I’m having a problem with a Title tag in this recording. The title is “Južanský typ”, but Picard places two additional bytes (0xC2 and 0x9E) between the “u” and the “ž” characters. The two bytes are Unicode Character ‘PRIVACY MESSAGE’ (U+009E) in the UTF-8 encoding. I’ve tried fetching the recording’s XML and it seems to be fine, so I guess this is a Picard bug…


#2

I can’t reproduce this, but can you give more details? Where exactly does it add these bytes, in the file names or the tags? In case of tags, what file format is it?

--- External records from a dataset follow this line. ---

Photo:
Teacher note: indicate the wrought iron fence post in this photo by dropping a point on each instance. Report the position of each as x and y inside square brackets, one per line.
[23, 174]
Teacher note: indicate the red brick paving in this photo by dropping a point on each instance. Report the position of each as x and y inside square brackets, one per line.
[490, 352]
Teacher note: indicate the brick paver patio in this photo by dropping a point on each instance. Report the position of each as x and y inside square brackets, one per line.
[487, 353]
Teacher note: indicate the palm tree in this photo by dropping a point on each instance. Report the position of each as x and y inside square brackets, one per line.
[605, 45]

What plugins and scripts do you have enabled?


#3

I’m on Linux, Picard 2.1.2, Python 3.7.2. No plugins, no scripts.
The bytes are both in the tags and in the file name. The file format is MP3, I’ve also tried FLAC and it is the same. I’ve uploaded the output of mutagen-inspect here, can’t paste it here directly because the nonprintable bytes would vanish, but they are present in the file.
In the attached picture you can see the problem is the second “ž” character with a different font. It is not supposed to be there.


#4

It’s not Picard inserting 0xc3 0x9e, they existed in the database and were returned by the web service. I have removed them in https://musicbrainz.org/edit/59857500.


#5

This explain while in between me testing this with the entire release in Picard and then trying to fix it in the database I suddenly could no longer reproduce it :slight_smile:

But yes, the issue existed in the track listing. With the entire album I could reproduce it, previously I had only tested with the recording


#6

Thank you both, that solved the problem. I don’t know how did it get there, but I hope there are some checks implemented over what Unicode characters can and can’t be inserted into the database. :slightly_smiling_face:


#7

It’s rather odd that nikki_bot fixed the issue on the recording, but not on the medium. I wonder how many similar cases remained in the database…